This is the second part of tick 3.

The lexicon classifier you created in Task 1 does not use all the information available in the lexicon. In this step you should modify the simple classifier to account for the strength/magnitude of the sentiment expressed by each word. The tester assumes the use of weight 2 for strong sentiment.

To investigate whether the two systems are significantly different, we will use the **sign test**. In this case, the sign test is based on the binomial distribution.

Count all cases when system 1 is better than system 2, when system 2 is better than system 1, and when they are the same. Call these numbers Plus, Minus and Null. The sign test returns the probability that the **null hypothesis** is true.

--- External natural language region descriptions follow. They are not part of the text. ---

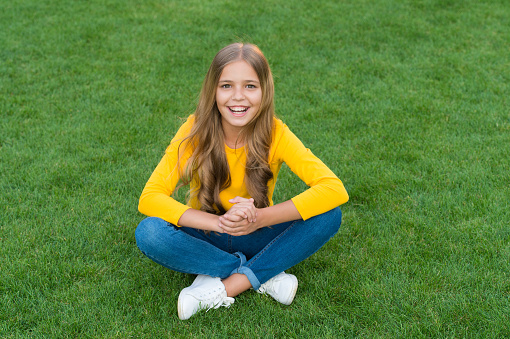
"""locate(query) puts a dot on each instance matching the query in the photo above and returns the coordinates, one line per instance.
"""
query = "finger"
(234, 216)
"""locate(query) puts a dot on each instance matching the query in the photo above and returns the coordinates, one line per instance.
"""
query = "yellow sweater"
(325, 193)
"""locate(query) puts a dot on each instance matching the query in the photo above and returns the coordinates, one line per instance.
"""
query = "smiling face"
(238, 97)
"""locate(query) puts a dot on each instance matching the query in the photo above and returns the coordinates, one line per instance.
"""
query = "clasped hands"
(241, 218)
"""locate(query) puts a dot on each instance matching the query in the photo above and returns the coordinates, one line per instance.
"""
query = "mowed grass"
(407, 102)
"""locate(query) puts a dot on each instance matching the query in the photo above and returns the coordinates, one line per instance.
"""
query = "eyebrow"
(255, 81)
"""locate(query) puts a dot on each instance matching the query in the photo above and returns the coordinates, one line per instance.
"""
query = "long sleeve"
(156, 200)
(325, 190)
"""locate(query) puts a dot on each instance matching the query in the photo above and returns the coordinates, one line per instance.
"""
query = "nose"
(238, 93)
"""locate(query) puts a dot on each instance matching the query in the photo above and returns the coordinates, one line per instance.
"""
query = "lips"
(238, 111)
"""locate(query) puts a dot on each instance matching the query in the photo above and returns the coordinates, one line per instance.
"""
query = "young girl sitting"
(230, 152)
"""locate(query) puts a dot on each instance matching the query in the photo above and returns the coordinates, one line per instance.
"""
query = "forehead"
(239, 71)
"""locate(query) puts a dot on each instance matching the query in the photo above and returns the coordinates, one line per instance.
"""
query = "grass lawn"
(406, 101)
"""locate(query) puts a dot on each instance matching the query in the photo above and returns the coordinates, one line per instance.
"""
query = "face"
(238, 96)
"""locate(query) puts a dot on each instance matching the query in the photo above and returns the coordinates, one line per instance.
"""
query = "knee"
(147, 233)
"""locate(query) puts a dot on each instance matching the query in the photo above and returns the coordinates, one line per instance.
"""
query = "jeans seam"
(254, 259)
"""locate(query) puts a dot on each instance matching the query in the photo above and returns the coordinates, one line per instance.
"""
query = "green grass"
(407, 101)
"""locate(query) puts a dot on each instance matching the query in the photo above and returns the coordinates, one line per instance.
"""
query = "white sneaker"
(205, 293)
(281, 287)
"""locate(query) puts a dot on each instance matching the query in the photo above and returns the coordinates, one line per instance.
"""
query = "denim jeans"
(260, 255)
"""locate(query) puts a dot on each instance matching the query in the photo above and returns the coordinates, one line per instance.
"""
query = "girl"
(229, 152)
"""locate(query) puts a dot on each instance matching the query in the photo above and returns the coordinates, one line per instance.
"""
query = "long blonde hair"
(207, 169)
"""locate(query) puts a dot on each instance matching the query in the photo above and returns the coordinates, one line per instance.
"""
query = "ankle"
(236, 284)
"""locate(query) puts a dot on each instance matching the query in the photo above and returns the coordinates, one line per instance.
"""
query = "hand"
(240, 219)
(243, 207)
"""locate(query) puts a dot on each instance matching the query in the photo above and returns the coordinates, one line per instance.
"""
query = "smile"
(238, 111)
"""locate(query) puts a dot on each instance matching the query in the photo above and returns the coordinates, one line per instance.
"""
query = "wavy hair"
(207, 169)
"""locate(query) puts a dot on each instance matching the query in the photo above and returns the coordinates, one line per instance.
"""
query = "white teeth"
(238, 109)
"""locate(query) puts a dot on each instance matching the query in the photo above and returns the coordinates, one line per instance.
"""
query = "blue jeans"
(260, 255)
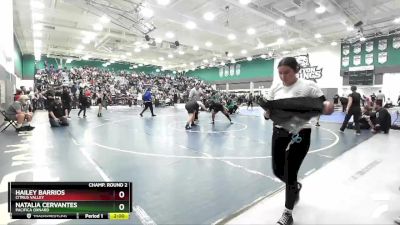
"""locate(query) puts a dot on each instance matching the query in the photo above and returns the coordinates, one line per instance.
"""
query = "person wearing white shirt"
(287, 155)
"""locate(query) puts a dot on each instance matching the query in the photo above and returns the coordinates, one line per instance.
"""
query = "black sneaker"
(286, 219)
(299, 186)
(397, 220)
(20, 129)
(29, 128)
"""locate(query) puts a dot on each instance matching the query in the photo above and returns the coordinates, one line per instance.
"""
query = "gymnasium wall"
(238, 75)
(7, 89)
(29, 65)
(7, 36)
(17, 59)
(383, 53)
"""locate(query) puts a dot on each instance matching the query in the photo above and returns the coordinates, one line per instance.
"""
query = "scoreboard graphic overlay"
(70, 200)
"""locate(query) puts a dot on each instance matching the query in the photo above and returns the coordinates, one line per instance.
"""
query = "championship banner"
(396, 42)
(226, 68)
(345, 61)
(237, 69)
(357, 48)
(369, 59)
(357, 60)
(369, 46)
(346, 49)
(382, 57)
(232, 70)
(308, 71)
(382, 44)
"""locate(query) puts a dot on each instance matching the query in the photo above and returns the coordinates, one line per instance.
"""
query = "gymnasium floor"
(179, 177)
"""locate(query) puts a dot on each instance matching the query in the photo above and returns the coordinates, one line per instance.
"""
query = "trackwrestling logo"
(307, 71)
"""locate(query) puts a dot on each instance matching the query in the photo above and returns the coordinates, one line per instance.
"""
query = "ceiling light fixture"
(251, 31)
(281, 22)
(158, 40)
(231, 37)
(38, 26)
(169, 35)
(321, 9)
(37, 5)
(37, 16)
(97, 27)
(190, 25)
(147, 12)
(244, 2)
(163, 2)
(209, 16)
(85, 41)
(104, 19)
(37, 34)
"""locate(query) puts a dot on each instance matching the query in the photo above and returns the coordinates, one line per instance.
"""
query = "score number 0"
(121, 194)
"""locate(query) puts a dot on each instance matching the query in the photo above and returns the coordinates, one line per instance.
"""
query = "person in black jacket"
(353, 110)
(83, 102)
(66, 101)
(383, 119)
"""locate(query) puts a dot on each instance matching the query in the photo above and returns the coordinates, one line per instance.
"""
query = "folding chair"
(10, 121)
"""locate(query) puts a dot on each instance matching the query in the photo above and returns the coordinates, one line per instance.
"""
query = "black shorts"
(192, 107)
(218, 108)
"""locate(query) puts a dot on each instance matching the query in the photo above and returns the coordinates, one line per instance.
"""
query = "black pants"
(83, 108)
(146, 106)
(286, 164)
(233, 109)
(356, 117)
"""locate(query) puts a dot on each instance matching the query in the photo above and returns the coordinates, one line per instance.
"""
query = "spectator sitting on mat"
(389, 104)
(383, 119)
(19, 111)
(366, 122)
(57, 115)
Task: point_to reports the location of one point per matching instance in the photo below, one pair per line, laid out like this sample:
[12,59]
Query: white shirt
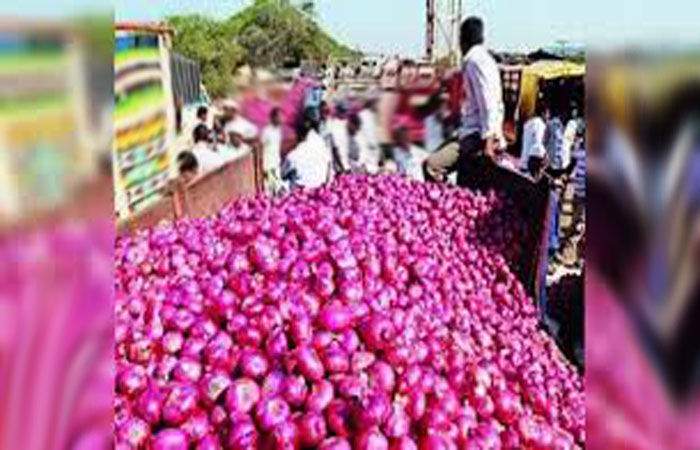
[483,108]
[368,156]
[310,161]
[570,136]
[229,152]
[410,163]
[369,127]
[433,132]
[272,146]
[207,159]
[241,126]
[533,140]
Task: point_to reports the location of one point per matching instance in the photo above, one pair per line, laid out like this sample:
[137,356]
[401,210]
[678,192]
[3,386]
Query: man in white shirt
[272,151]
[308,165]
[407,157]
[533,151]
[233,148]
[236,123]
[355,151]
[207,159]
[368,116]
[481,132]
[570,134]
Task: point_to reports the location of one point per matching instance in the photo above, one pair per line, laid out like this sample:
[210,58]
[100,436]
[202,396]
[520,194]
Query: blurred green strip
[137,100]
[28,107]
[42,61]
[127,55]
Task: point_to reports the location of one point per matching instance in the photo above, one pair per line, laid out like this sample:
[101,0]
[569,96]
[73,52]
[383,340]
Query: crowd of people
[333,137]
[217,140]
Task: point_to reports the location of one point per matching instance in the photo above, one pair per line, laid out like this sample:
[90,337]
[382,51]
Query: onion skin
[271,412]
[170,439]
[338,417]
[294,390]
[309,363]
[335,317]
[209,442]
[312,429]
[320,396]
[243,436]
[335,443]
[371,439]
[242,396]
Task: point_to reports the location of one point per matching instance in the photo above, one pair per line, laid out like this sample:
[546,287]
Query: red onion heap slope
[373,313]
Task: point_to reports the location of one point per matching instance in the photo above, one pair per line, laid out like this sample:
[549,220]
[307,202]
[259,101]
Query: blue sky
[397,25]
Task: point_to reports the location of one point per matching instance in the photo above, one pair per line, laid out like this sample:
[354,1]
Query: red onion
[371,439]
[320,396]
[338,417]
[294,390]
[284,436]
[381,376]
[150,405]
[170,439]
[373,310]
[312,429]
[271,412]
[242,436]
[334,443]
[209,442]
[335,317]
[135,432]
[242,396]
[309,363]
[398,423]
[402,443]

This probability is called the **p-value** and it can be calculate for the two-sided sign test using the following formula:

\[2\sum_{i=0}^{k}{n \choose i}q^i (1-q)^{n-i}\]

where \(n=2 \lceil \frac{Null}{2} \rceil + Plus + Minus\) is the total number of cases and \(k=\lceil \frac{Null}{2} \rceil + \min{\{Plus,Minus\}}\) is the number of cases with the less common sign. In this experiment, \(q=0.5\).

Here, we are dividing the null cases evenly between the two signs, rounding up if necessary (why is this better than rounding down? Hint: we are looking for statistical significance. We then use the formula as above. The formula is multiplied by two because this is a two-sided sign test and tests for the significance of differences in either direction, so a difference in one of the directions is half as significant as it would be otherwise.

The numbers you will calculate are high enough to cause overflow if you use standard `double`

or `int`

types. Use `BigInteger`

class.

Is the difference in the scores obtained by your simple classifier and the magnitude classifier statistically significant? What about the magnitude and Naive Bayes classifiers? Make sure you compare the results on the same examples and that you don't test on the training set. As usual, please see Exercise4Tester.java as a guide for what is expected.

How does the p-value vary if you reduce the number of samples?

If you vary the smoothing parameter from Task 2 so that you add a constant smaller than 1 (e.g., add 0.5 rather than add 1), do you obtain better performance? You can carry out this experiment with various values for the smoothing parameter to try and optimize it. Why would it be invalid (strictly speaking) to check for significant improvements by using the sign test on your best result?